Honestly, I'm not sure which behavior is correct, but changing the error between 1.7.4 and 1.7.8 feels like a breaking API change in a patch release. It caused sudden travis failures for rspec-expectations due to them upgrading their VMs.

Is this a regression? Or should we be handling Encoding::InvalidByteSequenceError in RSpec as well?

@myronmarston myronmarston referenced this issue in rspec/rspec-expectations Nov 22, 2013
Merged

Fix JRuby handling of EncodedStrings #366

@enebo
JRuby Team member

This was an unintentional change. Our transcoding is supposed to match MRI but you can see that neither 1.7.4 nor what we currently do matches MRI's behavior. So I would say less this is less a regression as much as it has never worked correctly. Without digging I am am hoping we can match to have the same error as MRI (under the covers we are using Java transcoding and we might be limited in our ability to differentiate errors).

@headius
JRuby Team member

This is likely the same issue as #1255. I noticed something like it while working on #1242 and #1204 and only added a patch around it.

I believe the problem lies in transcoding itself not handling ASCII-8BIT properly.

Need to fix. Thanks for repro.

@headius
JRuby Team member

Note that the 1.7.4 output was before the complete rework of our transcoding subsystem, so ignore that.

The 1.7.8 output is closer to MRI but reporting the "invalid" error rather than the "undefined" error. This is in part due to how we handle 8-bit ascii passing through the encoding subsystem.

There's some discussion of which error is more appropriate here: http://bugs.ruby-lang.org/issues/8630

My argument was that since ASCII-8BIT does map to a known set of 256 characters, there should be no issue converting to UTF-8. However my mistake was that there is no single "ASCII-8BIT" encoding; there's many different 8-bit encodings that have assigned the high range their own way.

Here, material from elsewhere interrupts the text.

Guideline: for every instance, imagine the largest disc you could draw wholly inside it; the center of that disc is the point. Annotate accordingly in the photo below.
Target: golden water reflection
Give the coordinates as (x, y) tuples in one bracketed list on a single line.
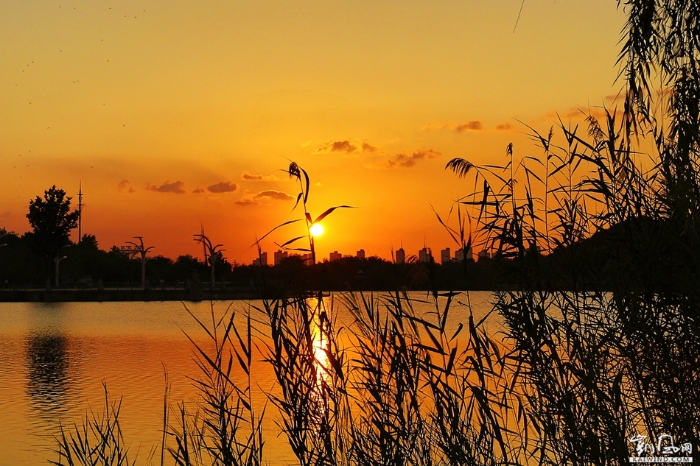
[(55, 359)]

As Martin says in the bug above, it's better to look at the high range in "ASCII-8BIT" as being unassigned values, and therefore it's the mapping that's undefined, not the source material that's invalid.

@myronmarston

My argument was that since ASCII-8BIT does map to a known set of 256 characters, there should be no issue converting to UTF-8. However my mistake was that there is no single "ASCII-8BIT" encoding; there's many different 8-bit encodings that have assigned the high range their own way. As Martin says in the bug above, it's better to look at the high range in "ASCII-8BIT" as being unassigned values, and therefore it's the mapping that's undefined, not the source material that's invalid.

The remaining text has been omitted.